VIDEOS – The French filmmaker died Friday, January 29 at the age of 87. He leaves behind a filmography of twenty-one feature films. Return on its five most emblematic works.

Jacques Rivette died Friday, January 29, at the age of 87. Mythical figure of the New Wave, it was one of Eric Rohmer weapons brothers and Jean-Luc Godard to Cahiers du cinema before embarking on implementation.

Little known to the general public, which has mostly retained the controversy around Suzanne Simonin, Religious Diderot and nudity Emmanuelle Béart The Beautiful Troublemaker , he nevertheless signed twenty-one feature films.
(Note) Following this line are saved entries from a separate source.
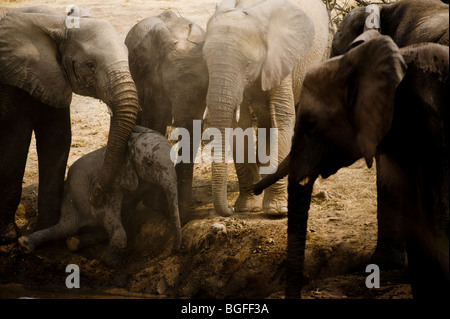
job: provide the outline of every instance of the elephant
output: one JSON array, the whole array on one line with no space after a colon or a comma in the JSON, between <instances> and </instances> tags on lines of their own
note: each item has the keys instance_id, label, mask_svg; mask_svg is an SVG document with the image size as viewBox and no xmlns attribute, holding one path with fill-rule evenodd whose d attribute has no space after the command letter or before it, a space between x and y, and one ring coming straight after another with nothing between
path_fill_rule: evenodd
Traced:
<instances>
[{"instance_id":1,"label":"elephant","mask_svg":"<svg viewBox=\"0 0 450 319\"><path fill-rule=\"evenodd\" d=\"M171 148L171 144L163 135L135 126L128 141L125 163L119 168L110 192L105 194L103 204L98 207L91 205L89 197L94 178L102 166L105 148L79 158L68 171L58 224L20 237L19 244L32 252L45 242L74 236L82 227L102 227L109 236L109 248L102 259L108 265L116 265L120 262L127 244L121 212L134 210L137 204L153 191L151 186L156 184L162 187L169 205L174 234L173 250L180 249L177 176L170 159ZM79 237L81 240L83 238L87 241L89 237ZM83 244L68 243L72 250Z\"/></svg>"},{"instance_id":2,"label":"elephant","mask_svg":"<svg viewBox=\"0 0 450 319\"><path fill-rule=\"evenodd\" d=\"M142 106L139 125L161 134L172 125L193 136L193 121L201 123L208 90L204 41L201 27L172 11L143 19L128 32L130 72ZM176 166L182 221L190 216L194 150L199 146L190 145L190 160Z\"/></svg>"},{"instance_id":3,"label":"elephant","mask_svg":"<svg viewBox=\"0 0 450 319\"><path fill-rule=\"evenodd\" d=\"M306 70L326 58L327 46L328 15L320 0L222 1L207 23L203 46L209 74L206 105L210 127L226 136L228 128L252 128L256 117L258 128L266 129L266 140L270 138L267 129L278 132L278 165L290 149L295 103ZM214 150L227 149L225 143L225 138L211 141ZM248 146L245 140L242 144ZM270 150L269 144L266 151ZM222 160L212 162L216 213L230 216L235 211L263 210L268 215L285 216L286 181L272 185L264 197L255 196L252 184L260 179L260 172L265 174L270 167L261 157L252 162L245 158L237 161L236 152L233 156L239 181L234 208L227 203L225 152Z\"/></svg>"},{"instance_id":4,"label":"elephant","mask_svg":"<svg viewBox=\"0 0 450 319\"><path fill-rule=\"evenodd\" d=\"M380 8L380 31L389 35L399 47L422 42L449 45L449 7L441 1L402 0L383 4ZM357 38L366 28L367 13L364 7L353 9L342 21L333 37L331 57L344 54L357 45ZM389 171L380 167L376 156L378 189L378 241L373 262L384 268L404 268L406 252L401 229L400 214L396 213L395 198L389 182ZM385 180L386 178L386 180Z\"/></svg>"},{"instance_id":5,"label":"elephant","mask_svg":"<svg viewBox=\"0 0 450 319\"><path fill-rule=\"evenodd\" d=\"M377 154L401 215L414 298L449 297L449 48L398 48L364 32L344 55L311 68L289 155L254 185L289 175L286 296L301 296L306 223L321 175ZM329 94L323 94L327 90Z\"/></svg>"},{"instance_id":6,"label":"elephant","mask_svg":"<svg viewBox=\"0 0 450 319\"><path fill-rule=\"evenodd\" d=\"M72 92L101 99L112 111L105 159L92 189L95 206L101 205L115 179L140 106L127 48L109 22L68 17L45 7L0 12L0 149L6 154L0 160L0 236L4 244L17 238L14 214L32 132L39 159L36 227L43 229L59 218L71 144Z\"/></svg>"},{"instance_id":7,"label":"elephant","mask_svg":"<svg viewBox=\"0 0 450 319\"><path fill-rule=\"evenodd\" d=\"M399 46L421 42L449 45L448 4L440 0L401 0L379 5L380 32ZM341 22L331 44L330 56L344 54L365 28L366 7L353 9Z\"/></svg>"}]
</instances>

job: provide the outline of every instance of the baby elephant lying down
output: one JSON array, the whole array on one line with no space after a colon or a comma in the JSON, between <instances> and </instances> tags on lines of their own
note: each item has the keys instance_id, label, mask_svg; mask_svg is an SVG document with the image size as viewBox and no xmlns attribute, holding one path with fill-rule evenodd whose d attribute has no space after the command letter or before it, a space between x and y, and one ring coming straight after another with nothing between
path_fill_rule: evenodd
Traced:
<instances>
[{"instance_id":1,"label":"baby elephant lying down","mask_svg":"<svg viewBox=\"0 0 450 319\"><path fill-rule=\"evenodd\" d=\"M102 166L105 148L78 159L70 167L64 185L59 223L20 237L19 244L31 252L47 241L74 236L82 227L100 226L109 235L109 249L102 259L107 264L116 264L127 244L127 234L121 222L122 209L134 209L151 185L158 184L167 197L174 229L173 248L178 250L181 246L181 226L177 177L170 150L171 145L164 136L136 126L128 142L125 163L100 207L92 206L89 197L94 178Z\"/></svg>"}]
</instances>

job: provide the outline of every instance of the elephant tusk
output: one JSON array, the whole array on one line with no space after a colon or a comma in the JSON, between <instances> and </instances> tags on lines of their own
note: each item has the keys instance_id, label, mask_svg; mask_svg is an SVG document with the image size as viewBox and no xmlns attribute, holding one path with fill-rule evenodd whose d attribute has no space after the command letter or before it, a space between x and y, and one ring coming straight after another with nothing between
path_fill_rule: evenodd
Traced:
<instances>
[{"instance_id":1,"label":"elephant tusk","mask_svg":"<svg viewBox=\"0 0 450 319\"><path fill-rule=\"evenodd\" d=\"M205 112L203 112L203 120L206 119L207 115L208 115L208 106L205 107Z\"/></svg>"},{"instance_id":2,"label":"elephant tusk","mask_svg":"<svg viewBox=\"0 0 450 319\"><path fill-rule=\"evenodd\" d=\"M239 104L236 108L236 123L239 122L240 118L241 118L241 105Z\"/></svg>"},{"instance_id":3,"label":"elephant tusk","mask_svg":"<svg viewBox=\"0 0 450 319\"><path fill-rule=\"evenodd\" d=\"M300 181L300 185L302 185L302 186L305 186L306 184L308 184L309 183L309 176L306 176L304 179L302 179L301 181Z\"/></svg>"}]
</instances>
Le Figaro has selected five, symbolic of his career behind the camera.

Paris belongs to us (1960)

A little over ten years after his arrival in Paris in 1949 the age of 21, Jacques Rivette made his first feature film. Critics last ten years alongside Eric Rohmer and Jean-Luc Godard, first in La Gazette du Cinema and in the Cahiers du cinema he launches in achieving the example of his colleagues. Conforms to the naturalistic aesthetic of the New Wave, he films in the decorations of Paris a group of young people who ride the play Pericles Shakespeare. The arrival of Anne (Betty Schneider), came to join his brother and the suicide of one of the members, greatly disrupting the troops. A first film in which we find already all obsessions Rivette: secret society, conspiracy and traps the viewer …

Suzanne Simonin, Religious Diderot (1966)

The first great success of the director, Suzanne Simonin, Religious Diderot , released in 1967, is also the most controversial. Adapted from the novel The Nun Diderot, the film reveals the daily life of Suzanne Simonin (Anna Karina), enclosed in a cloister, which eventually discover the carnal pleasures in another convent. The film was first censored before being within the scope of a prohibition under 18 years until 1975.

The Gang of Four (1988)

Released in 1988, the 13th feature film by Jacques Rivette puts particular director Albert Dupontel, Michel Vuillermoz and Nathalie Richard (who also won the prize with this role Michel Simon). The Gang of Four , Jacques Rivette tells the daily life of four students in drama and the departure of one of them, part live a romance with a mysterious lover.

La Belle noiseuse (1991)

In 1991, Jacques Rivette finally gets his first film award with La Belle noiseuse , which won the Grand Prize at Cannes. A feature film fed fantasies and pictorial creation freely adapted from Unknown Masterpiece Balzac, where he staged a widely Emmanuelle Béart naked face a painter Michel Piccoli with which the Tension mounts as she posed for him for five days. This is the biggest public success of Jacques Rivette.

Jeanne la Pucelle (1994)

Three years later, Jacques Rivette released a two-part film recounting the epic of Joan of Arc, played by Sandrine Bonnaire. The director depicts firstly the great victories of the Maid of Orleans before plunging the viewer into her imprisonment and execution. A film that has certainly been welcomed by historians but largely ignored by the public, because of its length and its lack of lyricism.